Proposed State Law to Protect Beach Bonfires Draws Attention of Air-Quality Regulators
A bill by two Orange County legislators aimed at protecting beach bonfires has caught the attention of California air-quality regulators, who this summer imposed restrictions that call for the removal of some fire rings.
According to the agenda posted Thursday, the South Coast Air Quality District Board of Directors meeting in Diamond Bar at 9:30 this morning includes consideration of a position by the board on Assembly Bill 1102 by Travis Allen (R-Huntington Beach) and Sharon Quirk-Silva (D-Fullerton).
There's just one problem: the agenda was posted online around noon Thursday. The state's open meeting law requires that agendas be posted at least 24 hours in advance of a meeting.

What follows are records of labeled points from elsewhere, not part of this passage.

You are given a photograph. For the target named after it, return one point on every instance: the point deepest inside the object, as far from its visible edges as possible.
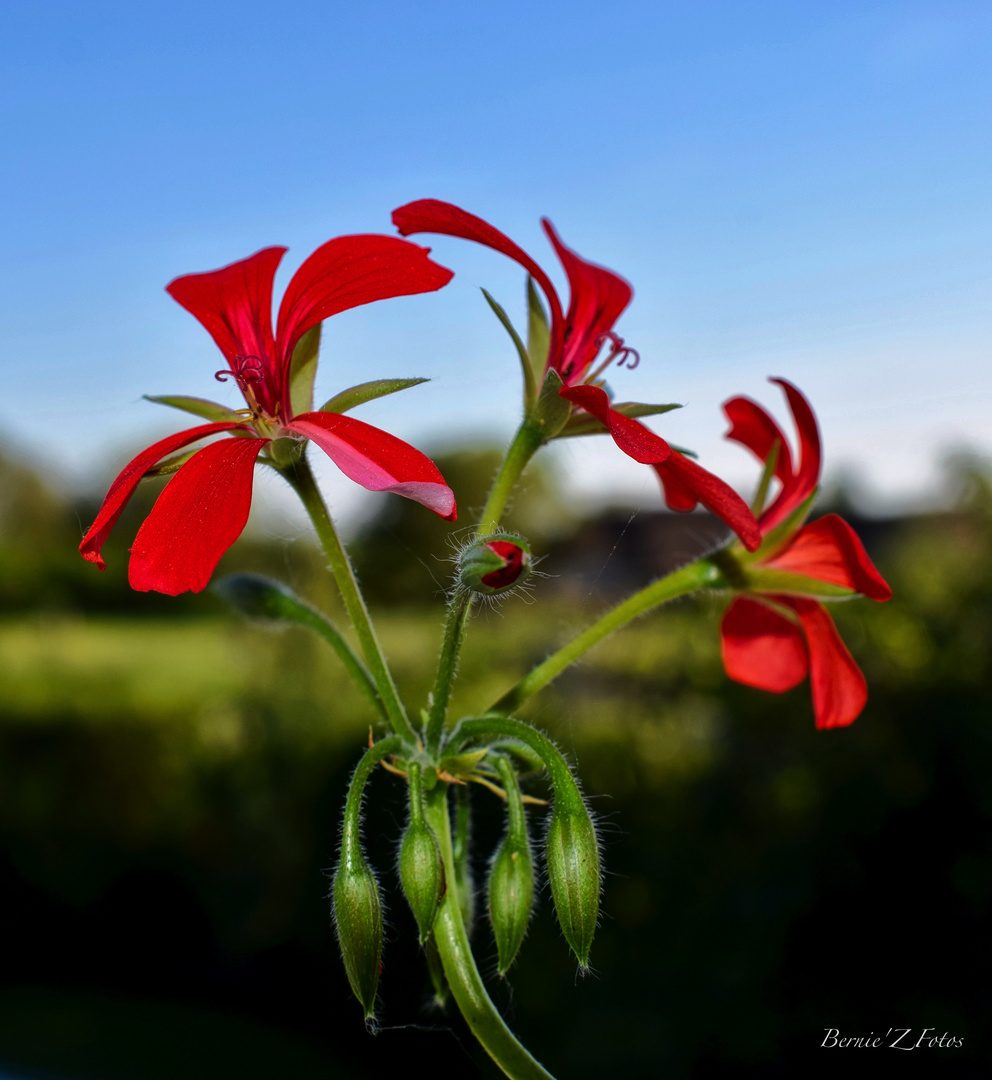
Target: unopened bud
(357, 915)
(421, 869)
(511, 876)
(494, 564)
(572, 858)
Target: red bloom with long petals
(578, 336)
(778, 631)
(205, 505)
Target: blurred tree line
(171, 780)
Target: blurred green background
(171, 779)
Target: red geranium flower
(205, 505)
(778, 632)
(597, 299)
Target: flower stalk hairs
(778, 570)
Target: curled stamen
(619, 351)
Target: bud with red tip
(494, 564)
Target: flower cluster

Following the overwhelming support in both houses of the California Legislature of Allen's ACR 52, which supported access to California's beaches and the continued enjoyment of beach bonfires, the Assemblyman joined Quirk-Silva in August in announcing they would introduce AB 1102, which would reverse the air-quality board's rulings restricting fire rings.
"It would be hard to imagine the Orange County coast without fire rings on the beach," Quirk-Silva said at the time. "While I sympathize with the need to reduce pollution in Orange County, there are several more effective solutions available to us without taking away not only fun and tradition, but also needed revenue for our coastal parks."
"The SCAQMD has overstepped its authority to benefit a few wealthy landowners who want to restrict the enjoyment of our beaches," added Allen. "This legislation will simply allow our bonfires to stay as they have been for over 50 years and for the continued enjoyment of all Californians."
The SCAQMD did not pull the new regulations out of the dirty air. The push to ban fire rings began when the Newport Beach City Council voted to do so following complaints from residents who reside near the nightly smoke pits. The California Coastal Commission intervened to prevent the loss of a recreational amenity at the beach, but deferred to the air-quality regulators for science on the pollution emissions.